How to Add Selenium to Your Diet

One of the least known, yet extremely important, trace minerals that we need in our diet is selenium. Although many of us have probably only heard of it in passing conversations, unlike the minerals zinc and calcium that we hear about to the point of distraction. A deficiency in selenium is responsible for a number of illnesses and conditions so it is imperative to make absolutely certain that we get enough in our daily intake of foods. If you are looking for natural ways to add selenium to your diet, there are several food groups that should give you an adequate supply.

What Exactly Is Selenium?

As mentioned, selenium is a trace mineral that is important to good health, but the body really only needs small amounts. Selenium is combined with proteins to become a substance called selenoproteins that are vital antioxidants. If you haven’t heard all the recent excitement in the scientific community about antioxidants, they are a marvelous defense against a number of illnesses and diseases that are the direct result of free radicals in the system. Free radicals are the result of the metabolism of oxygen, and have a missing electron. They float through the bloodstream until they find another molecule that has an unpaired number of electrons and then attach to that molecule. This is often the root cause of many cancers. To sum it up then, selenium is instrumental in counteracting free radicals in the body that can lead to a great number of diseases.

Selenium Deficiency

Actually, selenium deficiency is rare in the United States but the minimum recommended daily amount (RDA) isn’t sufficient to counteract disease. According to the United States Department of Agriculture, adults need between 55 and 70 micrograms per day. Children between the ages of 1 and 3 need 20 micrograms, between 4 and 8 years of age 30 micrograms, between 19 and 13 years of age 40 micrograms and between 14 and 18 years of age 55 micrograms. That is the bare minimum to stay healthy. However, to protect against and counteract disease, higher amounts are recommended.

Who Would Need to Increase Intake of Selenium?

While selenium deficiency is rare, certain individuals could significantly benefit from supplementation or increased amounts in the diet. Anyone who is suffering from gastrointestinal diseases such as Crohn’s Disease would benefit as would anyone who has had a portion of their stomach removed in surgery. Anyone with a severe infection or iodine deficiency should increase intake of selenium. There may also be a correlation between reduced levels of selenium and thyroid disorders such as goiter (enlarged thyroid).

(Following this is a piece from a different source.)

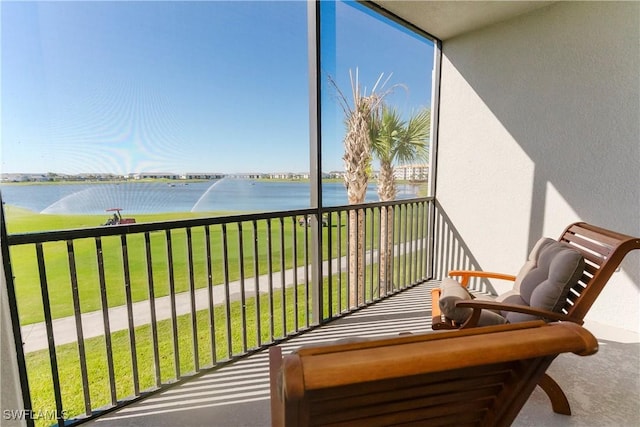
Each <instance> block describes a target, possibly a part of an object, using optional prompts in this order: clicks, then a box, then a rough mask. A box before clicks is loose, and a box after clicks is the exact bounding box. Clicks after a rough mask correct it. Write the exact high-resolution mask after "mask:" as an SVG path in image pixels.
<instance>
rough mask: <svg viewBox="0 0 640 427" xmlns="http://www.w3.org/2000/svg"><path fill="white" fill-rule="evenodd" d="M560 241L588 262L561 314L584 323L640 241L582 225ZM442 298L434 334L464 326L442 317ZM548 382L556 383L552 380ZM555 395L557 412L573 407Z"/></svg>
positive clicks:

Naturally Increasing Selenium Through Diet

If you are looking to increase your daily intake of selenium naturally without taking supplements, there are a number of foods that are great sources of naturally occurring selenium. Since selenium is taken into plants through selenium rich soil, any foods grown in places such as North and South Dakota as well as Nebraska would almost certainly be rich in selenium. Also, any meats from cattle that graze on selenium rich foods would provide an excellent source. Beginning with the foods that are richest in selenium, a list of foods to consider increasing in your diet would include:

  • Brazil Nuts
  • Tuna
  • Beef
  • Spaghetti
  • Cod
  • Turkey
  • Noodles
  • Egg
  • Cottage Cheese
  • Oatmeal
  • Rice
  • Walnuts

Although it is possible to add too much selenium if you were to take supplements significantly higher in dosage than the RDA, it is unlikely to become toxic by adding selenium naturally in your diet. Because of its potent antioxidant properties, increasing foods that are naturally high in this trace mineral can help ward of the onset of many debilitating diseases such as any of the osteoarthritis family of conditions as well as heart disease and some forms of cancer. Scientific study is ongoing, but there is empirical evidence that indicates that selenium increases the body’s defense against invading organisms which is vital to a healthy immune system. Simply add selenium rich foods to your daily diet and you will have the best source of one of nature’s best naturally occurring antioxidants.



1 Comment

  1. Michael Polidori

    Selenium's RDA is measured in MICROgrams. 4-5 times the RDA can lead to neurological symptoms such as anxiety. We should NEVER take selenium as a supplement. Healthy diets have plenty. Unhealthy diets have plenty.

    The EPA treats selenium as a toxic heavy metal pollutant, monitoring and regulating levels in products such as garden soils and composts.